The History of the City of Bethlehem
The City of Bethlehem
Calypso Island was a beautiful resort located on an island in the Lehigh River near Fountain Hill. The island was named for the beautiful sea nymph in Greek Mythology by State Representative George Henry Goundie during a Fourth of July celebration in 1869. Pleasure-seekers enjoyed the thirteen acres of natural grounds and the pleasure boats of every variety which surrounded it. Illuminated water carnivals took place on summer evenings. Transportation to the island was provided by the Calypso Transportation Line. The Lehigh Valley Railroad purchased the island in 1902 and removed most of the island to use as filler for construction of its rail line.

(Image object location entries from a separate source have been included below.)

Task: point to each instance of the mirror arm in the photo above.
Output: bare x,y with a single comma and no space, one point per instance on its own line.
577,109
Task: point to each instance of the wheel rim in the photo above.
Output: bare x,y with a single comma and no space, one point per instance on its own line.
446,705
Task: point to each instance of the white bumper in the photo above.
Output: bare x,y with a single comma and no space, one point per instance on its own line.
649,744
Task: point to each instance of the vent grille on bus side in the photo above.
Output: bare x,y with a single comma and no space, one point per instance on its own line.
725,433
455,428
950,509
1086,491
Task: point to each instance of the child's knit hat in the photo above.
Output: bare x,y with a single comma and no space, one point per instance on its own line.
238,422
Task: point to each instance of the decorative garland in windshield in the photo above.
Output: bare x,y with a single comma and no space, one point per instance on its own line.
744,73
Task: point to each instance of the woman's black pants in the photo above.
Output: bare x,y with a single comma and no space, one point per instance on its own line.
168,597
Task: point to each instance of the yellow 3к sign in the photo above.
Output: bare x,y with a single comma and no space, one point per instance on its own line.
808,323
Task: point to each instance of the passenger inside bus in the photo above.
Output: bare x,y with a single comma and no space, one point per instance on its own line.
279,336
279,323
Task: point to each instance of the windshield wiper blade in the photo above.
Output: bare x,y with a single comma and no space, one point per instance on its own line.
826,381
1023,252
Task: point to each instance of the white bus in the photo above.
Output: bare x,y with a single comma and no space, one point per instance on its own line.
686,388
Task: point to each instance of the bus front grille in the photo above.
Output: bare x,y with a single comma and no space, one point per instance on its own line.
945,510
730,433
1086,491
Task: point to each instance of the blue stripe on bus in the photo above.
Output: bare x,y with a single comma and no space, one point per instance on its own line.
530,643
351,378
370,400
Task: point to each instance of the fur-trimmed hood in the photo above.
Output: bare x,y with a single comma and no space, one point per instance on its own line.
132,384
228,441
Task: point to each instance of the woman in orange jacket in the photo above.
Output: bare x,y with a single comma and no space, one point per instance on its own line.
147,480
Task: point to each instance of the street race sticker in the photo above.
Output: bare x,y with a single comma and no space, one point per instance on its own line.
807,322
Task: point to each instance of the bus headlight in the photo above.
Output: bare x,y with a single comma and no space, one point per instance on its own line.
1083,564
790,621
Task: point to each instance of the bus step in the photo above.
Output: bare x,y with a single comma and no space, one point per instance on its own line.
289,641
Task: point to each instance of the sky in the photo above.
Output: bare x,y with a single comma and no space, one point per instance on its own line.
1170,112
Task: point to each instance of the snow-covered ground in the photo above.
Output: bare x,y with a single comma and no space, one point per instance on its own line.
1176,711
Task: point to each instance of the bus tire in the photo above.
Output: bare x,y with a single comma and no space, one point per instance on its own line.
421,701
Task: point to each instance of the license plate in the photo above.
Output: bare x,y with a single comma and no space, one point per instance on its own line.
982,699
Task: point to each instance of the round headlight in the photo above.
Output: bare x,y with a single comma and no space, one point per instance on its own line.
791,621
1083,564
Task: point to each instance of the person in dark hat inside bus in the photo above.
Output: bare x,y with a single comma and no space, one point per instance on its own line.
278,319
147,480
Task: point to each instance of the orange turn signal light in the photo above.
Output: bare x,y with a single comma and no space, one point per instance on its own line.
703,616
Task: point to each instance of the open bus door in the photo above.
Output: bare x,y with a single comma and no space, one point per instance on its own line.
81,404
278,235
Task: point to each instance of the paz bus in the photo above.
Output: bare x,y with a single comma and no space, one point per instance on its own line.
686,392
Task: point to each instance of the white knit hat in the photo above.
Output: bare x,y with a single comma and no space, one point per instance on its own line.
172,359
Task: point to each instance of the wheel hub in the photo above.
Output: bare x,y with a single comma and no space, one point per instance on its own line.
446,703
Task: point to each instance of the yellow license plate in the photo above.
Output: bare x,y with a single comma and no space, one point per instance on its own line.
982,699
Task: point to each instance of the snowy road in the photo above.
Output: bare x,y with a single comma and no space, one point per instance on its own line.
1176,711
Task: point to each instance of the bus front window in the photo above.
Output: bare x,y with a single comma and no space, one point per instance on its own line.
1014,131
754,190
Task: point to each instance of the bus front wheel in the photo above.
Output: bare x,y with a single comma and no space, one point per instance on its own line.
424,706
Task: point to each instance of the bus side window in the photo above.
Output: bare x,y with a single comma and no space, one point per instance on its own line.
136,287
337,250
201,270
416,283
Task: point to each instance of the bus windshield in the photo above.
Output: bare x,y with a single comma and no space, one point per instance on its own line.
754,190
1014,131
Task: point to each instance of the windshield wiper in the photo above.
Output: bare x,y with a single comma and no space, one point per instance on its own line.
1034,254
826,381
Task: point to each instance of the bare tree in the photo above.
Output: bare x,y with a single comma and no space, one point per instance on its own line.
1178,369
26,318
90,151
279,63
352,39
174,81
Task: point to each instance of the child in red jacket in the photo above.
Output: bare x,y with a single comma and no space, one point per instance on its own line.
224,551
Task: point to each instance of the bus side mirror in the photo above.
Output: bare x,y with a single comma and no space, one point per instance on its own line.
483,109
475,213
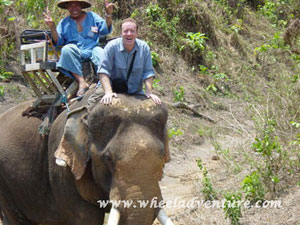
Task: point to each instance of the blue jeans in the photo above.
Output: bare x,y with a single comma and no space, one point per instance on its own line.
71,58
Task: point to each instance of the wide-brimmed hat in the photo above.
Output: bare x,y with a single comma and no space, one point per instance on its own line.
63,3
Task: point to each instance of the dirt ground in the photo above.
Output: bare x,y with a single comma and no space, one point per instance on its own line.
182,177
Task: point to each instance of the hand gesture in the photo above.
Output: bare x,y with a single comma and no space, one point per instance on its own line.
107,98
48,18
109,7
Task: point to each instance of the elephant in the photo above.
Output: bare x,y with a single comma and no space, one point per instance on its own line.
116,154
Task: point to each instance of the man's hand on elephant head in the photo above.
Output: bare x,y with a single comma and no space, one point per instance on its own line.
107,98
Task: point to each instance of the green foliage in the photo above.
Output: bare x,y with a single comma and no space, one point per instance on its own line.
253,187
179,94
196,41
232,208
5,75
173,132
158,19
203,69
237,27
157,86
274,157
155,58
207,189
32,9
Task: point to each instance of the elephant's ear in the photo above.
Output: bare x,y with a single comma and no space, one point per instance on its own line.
73,147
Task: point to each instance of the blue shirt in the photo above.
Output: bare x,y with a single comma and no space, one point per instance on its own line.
117,61
93,27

In 1822 the Eagle Hotel was expanded from a store (built in 1784) to become Bethlehem’s second hotel to be located on Main Street. The first house built in Bethlehem in 1741 was torn down to make room for the livery staple for the hotel. Charles David Bishop was the first owner of the hotel. One hundred years later the hotel was replaced by the Hotel Bethlehem which is in operation today.
The Broad Street Bridge was opened on May 17, 1871. It was an iron bridge of 460 feet which spanned the Monocacy Creek, connecting Main Street with West Bethlehem. In 1909 a new concrete bridge replaced it.
Bethlehem Steel began as the Saucona Iron Company when it was first organized in 1857. Then it became the Bethlehem Rolling Mill and Iron Company on June 14, 1860. On May 1, 1861 the company’s title was changed again, this time to The Bethlehem Iron Company. In 1899, the company assumed the name, Bethlehem Steel Company.